With a refocus aimed at helping countries furthest behind in adoption, representatives from 18 Latin American and Caribbean countries met in Havana this week to review actions related to the Sterile Insect Technique (SIT). to start.
This scientific initiative, led by Cuba and Brazil, aims to help control populations of these vectors that transmit diseases such as dengue fever, Zika and chikungunya, for which there are no effective vaccines or medicines.
The International Atomic Energy Agency (IAEA) and the Food and Agriculture Organization of the United Nations (FAO), along with other international organizations and donor countries, are supporting the project, which is based on the release of male mosquitoes sterilized by gamma rays or X-rays during copulation The Cuban news agency reports that wild females are losing their ability to reproduce.

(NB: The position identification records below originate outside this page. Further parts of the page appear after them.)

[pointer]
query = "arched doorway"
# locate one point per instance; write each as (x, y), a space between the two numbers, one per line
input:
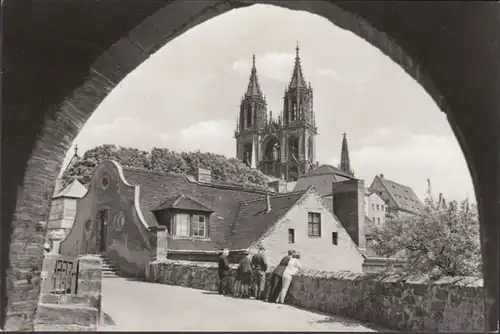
(111, 38)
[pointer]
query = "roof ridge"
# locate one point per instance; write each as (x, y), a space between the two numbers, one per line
(192, 179)
(274, 195)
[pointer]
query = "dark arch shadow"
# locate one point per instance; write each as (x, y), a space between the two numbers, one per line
(121, 35)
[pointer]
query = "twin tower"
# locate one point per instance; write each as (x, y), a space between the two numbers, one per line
(283, 147)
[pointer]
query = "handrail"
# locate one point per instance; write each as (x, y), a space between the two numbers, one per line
(77, 245)
(65, 275)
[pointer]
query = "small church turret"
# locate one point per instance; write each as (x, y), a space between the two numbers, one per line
(345, 161)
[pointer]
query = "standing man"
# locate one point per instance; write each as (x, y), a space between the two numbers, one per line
(259, 264)
(277, 278)
(224, 272)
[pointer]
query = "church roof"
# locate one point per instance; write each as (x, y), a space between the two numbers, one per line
(297, 80)
(74, 190)
(253, 88)
(252, 221)
(404, 196)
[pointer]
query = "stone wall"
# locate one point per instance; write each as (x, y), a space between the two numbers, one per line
(73, 312)
(450, 304)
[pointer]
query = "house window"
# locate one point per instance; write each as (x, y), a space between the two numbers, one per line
(335, 238)
(182, 225)
(186, 225)
(291, 236)
(198, 226)
(314, 224)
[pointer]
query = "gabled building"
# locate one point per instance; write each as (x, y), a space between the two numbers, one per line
(400, 199)
(124, 210)
(375, 208)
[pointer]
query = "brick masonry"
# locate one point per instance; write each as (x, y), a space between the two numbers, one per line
(450, 304)
(79, 312)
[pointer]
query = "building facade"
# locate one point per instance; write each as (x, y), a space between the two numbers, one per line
(375, 208)
(399, 199)
(285, 146)
(125, 211)
(63, 212)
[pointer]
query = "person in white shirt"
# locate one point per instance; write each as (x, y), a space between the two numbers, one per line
(291, 269)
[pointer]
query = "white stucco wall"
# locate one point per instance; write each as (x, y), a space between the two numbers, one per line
(316, 252)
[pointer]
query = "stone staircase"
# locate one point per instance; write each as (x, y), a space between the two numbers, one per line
(109, 270)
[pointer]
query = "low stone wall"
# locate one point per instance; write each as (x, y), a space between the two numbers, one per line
(77, 312)
(450, 304)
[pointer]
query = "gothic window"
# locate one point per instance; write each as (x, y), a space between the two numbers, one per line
(293, 173)
(272, 152)
(293, 114)
(310, 150)
(294, 148)
(249, 116)
(276, 153)
(247, 154)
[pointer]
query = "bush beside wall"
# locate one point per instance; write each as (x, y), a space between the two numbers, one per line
(450, 304)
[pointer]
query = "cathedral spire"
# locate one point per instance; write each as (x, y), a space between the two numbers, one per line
(345, 163)
(298, 80)
(253, 84)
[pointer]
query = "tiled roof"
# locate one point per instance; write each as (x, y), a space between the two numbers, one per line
(74, 190)
(404, 196)
(327, 169)
(156, 188)
(321, 178)
(253, 221)
(183, 202)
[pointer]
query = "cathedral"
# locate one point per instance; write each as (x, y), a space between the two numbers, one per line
(283, 147)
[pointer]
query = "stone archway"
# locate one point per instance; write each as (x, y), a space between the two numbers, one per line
(62, 59)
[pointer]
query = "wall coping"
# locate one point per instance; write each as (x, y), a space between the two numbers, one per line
(351, 276)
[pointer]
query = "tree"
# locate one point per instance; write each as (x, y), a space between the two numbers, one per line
(164, 160)
(442, 241)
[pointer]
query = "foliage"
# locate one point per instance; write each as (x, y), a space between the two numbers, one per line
(163, 160)
(442, 241)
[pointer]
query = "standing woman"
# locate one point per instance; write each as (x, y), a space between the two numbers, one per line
(245, 271)
(292, 268)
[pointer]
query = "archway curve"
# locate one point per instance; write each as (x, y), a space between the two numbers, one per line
(369, 21)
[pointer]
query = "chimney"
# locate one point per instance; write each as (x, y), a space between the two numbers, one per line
(268, 202)
(204, 175)
(278, 186)
(348, 206)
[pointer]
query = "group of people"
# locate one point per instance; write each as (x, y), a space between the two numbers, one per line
(251, 276)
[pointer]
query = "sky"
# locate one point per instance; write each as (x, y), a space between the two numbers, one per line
(186, 97)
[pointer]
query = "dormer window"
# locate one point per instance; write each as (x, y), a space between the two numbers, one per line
(189, 225)
(184, 217)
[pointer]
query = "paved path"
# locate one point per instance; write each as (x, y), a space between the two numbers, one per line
(140, 306)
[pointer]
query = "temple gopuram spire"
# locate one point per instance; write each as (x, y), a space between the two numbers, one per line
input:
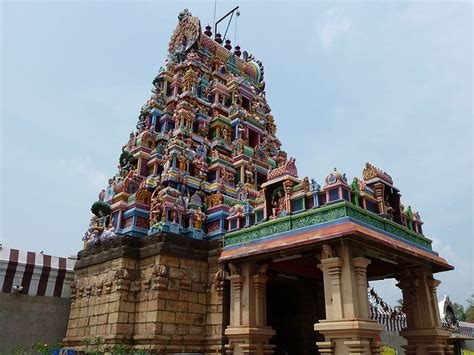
(203, 146)
(206, 231)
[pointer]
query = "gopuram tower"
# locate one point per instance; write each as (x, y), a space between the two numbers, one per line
(206, 240)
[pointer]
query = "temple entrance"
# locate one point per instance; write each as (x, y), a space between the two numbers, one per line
(294, 305)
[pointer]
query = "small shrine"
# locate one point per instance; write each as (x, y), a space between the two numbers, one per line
(206, 228)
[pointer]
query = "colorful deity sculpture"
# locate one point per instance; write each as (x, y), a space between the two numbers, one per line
(205, 159)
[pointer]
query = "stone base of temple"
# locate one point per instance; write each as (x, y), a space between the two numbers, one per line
(164, 293)
(349, 336)
(429, 341)
(249, 340)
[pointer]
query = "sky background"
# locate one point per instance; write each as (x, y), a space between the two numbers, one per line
(384, 82)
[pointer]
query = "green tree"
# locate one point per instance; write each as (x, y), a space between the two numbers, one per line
(459, 312)
(470, 309)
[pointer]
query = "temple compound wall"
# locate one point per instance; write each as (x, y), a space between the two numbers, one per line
(162, 293)
(189, 244)
(34, 298)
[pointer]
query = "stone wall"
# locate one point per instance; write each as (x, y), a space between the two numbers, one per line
(164, 292)
(25, 320)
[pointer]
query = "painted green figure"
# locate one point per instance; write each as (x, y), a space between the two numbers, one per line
(409, 214)
(356, 191)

The press report highlights that among the positive results of the implementation is the reduction in the birth rate in the mosquito population, in response to the dengue emergency in the Latin American and Caribbean region.
Doctor René Gato Armas of the Vector Control Department of the Pedro Kourí Institute of Tropical Medicine (IPK) told the press that the advice given to other countries for the period from 2024 to 2027 will take into account training on TIE provision of purchased, supplied and used Materials and equipment, and selection of sites for testing.
For more than a century, the sterile insect technique has been used to control insect pests, beginning with the case of the 2020 mosquito in Cuba in the city of El Cano, Havana.
The Pedro Kourí Institute of Tropical Medicine (IPK) is the coordinator of the project on the island, while the Center for Technological Applications and Nuclear Development (Ceaden) is in charge of irradiating mosquitoes to sterilize them.